Raytown’s current City Administrator, Mark Loughry, has a couple of weeks left before he leaves his post at City Hall.
City officials have begun their search for a new City Administrator. It has been reported that they reached out to Strategic Government Resources (SGR) to take on the task of screening candidates for the position. Unfortunately, SGR replied they did not have the resources to take on the project. The result is that City Hall is back to square one on the search.
City officials are not discussing it out loud, but they may have a viable candidate already on the payroll at City Hall.
Tom Cole currently serves as the City's Economic Development Administrator and Public Information Officer. He has also been active in revamping how the City enforces its property codes.
Enforcement of property codes is one of the city’s most important responsibilities. It is especially true if your goal is to improve the image of a city.
The city adopts laws to set standards as to what is expected of property owners in the upkeep of homes and businesses.
For instance, if a neighbor allows his lawn to become overgrown with weeds and cluttered with trash. It is the property maintenance codes that come into play.
In the past, the city would send a letter requiring the owner to clean up the violation. If the cleanup is not done properly or within a reasonable time period, the owner would be ticketed and summoned to Municipal Court for a hearing.
The problem with that type of enforcement is that the defendant can ask for continuances, such as new court dates, extensions and so forth. The Court does not have to comply with the request(s). But the reality is the Court generally approves continuances on a regular basis.
Meanwhile, the mess remains, blighting a neighborhood.
Tom Cole has streamlined the procedure. When a complaint is filed, now the city sends a letter to the property owner. If the property owner does not clean up the mess in the allotted time, the city hires an outside contractor to clean it up for them. The homeowner is sent a bill. If the homeowner does not pay the bill, a lien is placed on the property.
Tom tells me all of the detail of the procedure is clearly stated in the letter. If a homeowner wishes to challenge the city’s action, they can do so by taking the matter to Municipal Court.
I served with five different Mayors and worked with four different city administrators in my time at City Hall (1980 thru 2009). Some of them were helpful in fixing neighborhood problems. Some, like former Mayor David Bower and former City Administrator Mahesh Sharma, literally refused to address property code issues.

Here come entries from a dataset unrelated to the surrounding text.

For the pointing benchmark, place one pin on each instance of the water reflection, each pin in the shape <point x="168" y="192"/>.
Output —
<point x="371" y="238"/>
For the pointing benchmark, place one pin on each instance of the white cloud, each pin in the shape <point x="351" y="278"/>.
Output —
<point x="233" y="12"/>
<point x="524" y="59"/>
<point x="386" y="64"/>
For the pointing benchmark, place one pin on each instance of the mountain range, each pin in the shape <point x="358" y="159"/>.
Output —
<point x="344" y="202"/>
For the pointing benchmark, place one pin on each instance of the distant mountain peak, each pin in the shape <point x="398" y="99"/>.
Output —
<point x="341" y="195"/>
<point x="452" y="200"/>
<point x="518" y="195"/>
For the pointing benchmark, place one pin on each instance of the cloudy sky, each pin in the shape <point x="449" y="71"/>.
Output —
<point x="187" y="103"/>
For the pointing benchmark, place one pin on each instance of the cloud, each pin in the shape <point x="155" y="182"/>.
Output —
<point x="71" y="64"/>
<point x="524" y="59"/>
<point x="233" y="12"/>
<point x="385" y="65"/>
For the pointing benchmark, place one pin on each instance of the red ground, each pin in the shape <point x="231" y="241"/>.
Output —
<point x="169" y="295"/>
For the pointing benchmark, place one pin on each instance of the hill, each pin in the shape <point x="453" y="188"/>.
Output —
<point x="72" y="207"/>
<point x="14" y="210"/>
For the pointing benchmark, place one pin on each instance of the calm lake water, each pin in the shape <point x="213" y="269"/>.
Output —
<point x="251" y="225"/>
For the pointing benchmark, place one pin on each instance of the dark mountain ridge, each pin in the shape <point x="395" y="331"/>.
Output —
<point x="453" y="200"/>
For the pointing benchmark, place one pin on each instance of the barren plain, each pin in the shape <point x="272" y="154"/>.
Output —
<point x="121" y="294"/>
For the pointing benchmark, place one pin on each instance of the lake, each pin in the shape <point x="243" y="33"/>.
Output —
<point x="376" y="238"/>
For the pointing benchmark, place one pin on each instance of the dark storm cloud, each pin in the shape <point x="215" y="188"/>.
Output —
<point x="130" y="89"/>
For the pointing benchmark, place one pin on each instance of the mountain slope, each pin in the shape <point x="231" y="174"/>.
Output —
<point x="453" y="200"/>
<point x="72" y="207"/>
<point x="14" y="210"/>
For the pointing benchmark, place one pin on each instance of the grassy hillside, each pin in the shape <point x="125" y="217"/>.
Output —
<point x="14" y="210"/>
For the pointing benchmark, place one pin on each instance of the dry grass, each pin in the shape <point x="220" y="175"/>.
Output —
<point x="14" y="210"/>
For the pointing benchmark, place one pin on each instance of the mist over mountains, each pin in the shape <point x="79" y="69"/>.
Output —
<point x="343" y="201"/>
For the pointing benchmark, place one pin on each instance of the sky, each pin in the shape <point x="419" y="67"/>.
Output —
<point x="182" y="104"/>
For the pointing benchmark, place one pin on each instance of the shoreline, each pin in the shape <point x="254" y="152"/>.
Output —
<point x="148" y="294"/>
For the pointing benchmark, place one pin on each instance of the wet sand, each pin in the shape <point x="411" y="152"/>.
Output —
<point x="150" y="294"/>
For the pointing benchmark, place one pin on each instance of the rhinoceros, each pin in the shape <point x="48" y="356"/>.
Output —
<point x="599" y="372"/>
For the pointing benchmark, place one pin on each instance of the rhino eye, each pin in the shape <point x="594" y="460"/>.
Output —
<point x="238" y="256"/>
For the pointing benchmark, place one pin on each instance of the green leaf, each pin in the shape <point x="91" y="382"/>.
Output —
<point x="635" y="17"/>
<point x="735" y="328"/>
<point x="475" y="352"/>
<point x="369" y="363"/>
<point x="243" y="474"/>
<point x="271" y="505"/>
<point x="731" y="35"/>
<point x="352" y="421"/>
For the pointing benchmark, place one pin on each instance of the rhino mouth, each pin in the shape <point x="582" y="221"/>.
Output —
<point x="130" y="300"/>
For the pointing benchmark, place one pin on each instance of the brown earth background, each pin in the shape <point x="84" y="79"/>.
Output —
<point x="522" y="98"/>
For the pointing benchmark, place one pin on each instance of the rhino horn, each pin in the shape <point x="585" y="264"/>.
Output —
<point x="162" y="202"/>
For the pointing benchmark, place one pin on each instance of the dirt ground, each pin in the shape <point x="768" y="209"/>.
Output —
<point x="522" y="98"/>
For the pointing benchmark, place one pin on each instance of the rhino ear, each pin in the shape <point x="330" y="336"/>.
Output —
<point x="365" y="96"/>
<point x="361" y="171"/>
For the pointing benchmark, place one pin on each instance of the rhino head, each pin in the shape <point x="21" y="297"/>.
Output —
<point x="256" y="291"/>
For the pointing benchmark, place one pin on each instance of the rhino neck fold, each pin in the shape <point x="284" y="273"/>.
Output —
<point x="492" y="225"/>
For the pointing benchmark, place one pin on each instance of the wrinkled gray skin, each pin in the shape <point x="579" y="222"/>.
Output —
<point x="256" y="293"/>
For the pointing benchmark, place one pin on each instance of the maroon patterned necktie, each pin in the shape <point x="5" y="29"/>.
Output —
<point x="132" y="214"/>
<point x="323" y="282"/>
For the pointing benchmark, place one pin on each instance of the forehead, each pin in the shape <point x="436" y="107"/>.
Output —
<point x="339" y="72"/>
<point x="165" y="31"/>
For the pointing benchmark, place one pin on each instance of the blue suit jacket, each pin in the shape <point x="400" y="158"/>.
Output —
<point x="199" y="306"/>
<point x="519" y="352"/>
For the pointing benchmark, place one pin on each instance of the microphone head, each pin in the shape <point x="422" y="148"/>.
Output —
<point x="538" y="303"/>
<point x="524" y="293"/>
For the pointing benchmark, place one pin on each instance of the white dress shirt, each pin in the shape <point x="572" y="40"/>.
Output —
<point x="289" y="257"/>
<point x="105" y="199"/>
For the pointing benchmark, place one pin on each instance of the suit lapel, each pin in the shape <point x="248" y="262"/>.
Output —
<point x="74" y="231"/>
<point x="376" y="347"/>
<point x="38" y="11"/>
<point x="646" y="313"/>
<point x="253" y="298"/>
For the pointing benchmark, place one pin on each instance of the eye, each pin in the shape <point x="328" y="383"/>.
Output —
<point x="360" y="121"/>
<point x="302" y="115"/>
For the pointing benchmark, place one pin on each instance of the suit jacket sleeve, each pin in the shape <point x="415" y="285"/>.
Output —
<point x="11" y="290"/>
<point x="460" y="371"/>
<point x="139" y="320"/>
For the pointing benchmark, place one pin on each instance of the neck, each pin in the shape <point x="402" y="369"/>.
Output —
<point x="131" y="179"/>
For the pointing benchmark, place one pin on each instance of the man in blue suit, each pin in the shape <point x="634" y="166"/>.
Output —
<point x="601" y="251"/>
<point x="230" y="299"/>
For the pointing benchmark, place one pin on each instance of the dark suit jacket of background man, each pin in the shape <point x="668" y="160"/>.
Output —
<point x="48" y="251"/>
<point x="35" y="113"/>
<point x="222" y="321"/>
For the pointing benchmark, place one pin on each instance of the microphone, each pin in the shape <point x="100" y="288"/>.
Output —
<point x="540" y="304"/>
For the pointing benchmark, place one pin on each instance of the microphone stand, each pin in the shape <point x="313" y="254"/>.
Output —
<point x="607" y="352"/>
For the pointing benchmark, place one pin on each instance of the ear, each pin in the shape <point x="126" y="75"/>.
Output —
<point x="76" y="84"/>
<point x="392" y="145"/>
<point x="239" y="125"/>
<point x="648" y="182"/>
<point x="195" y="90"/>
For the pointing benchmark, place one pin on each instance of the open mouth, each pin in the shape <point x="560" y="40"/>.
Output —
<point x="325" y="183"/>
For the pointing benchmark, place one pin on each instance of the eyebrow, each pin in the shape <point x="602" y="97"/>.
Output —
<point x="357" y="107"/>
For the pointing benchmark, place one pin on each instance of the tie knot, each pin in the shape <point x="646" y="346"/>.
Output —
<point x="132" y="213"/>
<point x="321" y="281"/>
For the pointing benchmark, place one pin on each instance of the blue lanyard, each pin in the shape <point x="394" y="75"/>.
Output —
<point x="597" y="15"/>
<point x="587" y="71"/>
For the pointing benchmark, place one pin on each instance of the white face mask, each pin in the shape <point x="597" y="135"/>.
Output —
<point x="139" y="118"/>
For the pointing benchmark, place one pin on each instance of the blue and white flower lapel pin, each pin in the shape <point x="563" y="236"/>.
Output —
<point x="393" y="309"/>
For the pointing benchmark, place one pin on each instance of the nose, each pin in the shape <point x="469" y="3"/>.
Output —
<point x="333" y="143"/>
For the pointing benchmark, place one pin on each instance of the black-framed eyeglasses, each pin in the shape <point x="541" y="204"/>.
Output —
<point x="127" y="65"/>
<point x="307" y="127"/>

I will be very clear on this one.
Raytown needs more city officials like Tom Cole.
His job description does not really include code enforcement. It does, however include Economic Development. He has demonstrated that his role as a city official is to find solutions, not excuses. This one solution cannot be understated. He has shown he can think outside the box.
Cole’s accolades stretch much further. Drive around Raytown. You will see new buildings and higher occupation rates in the business areas. All of this cannot be attributed to one individual, but it is fair to say that Tom Cole has proven himself capable in his job as Economic Development Director. Most importantly, he has shown he works well with the new Mayor and City Council.
Our Mayor and Board of Aldermen are searching for a new City Administrator. They should take a hard look within their own ranks before spending one penny with a corporate head hunter.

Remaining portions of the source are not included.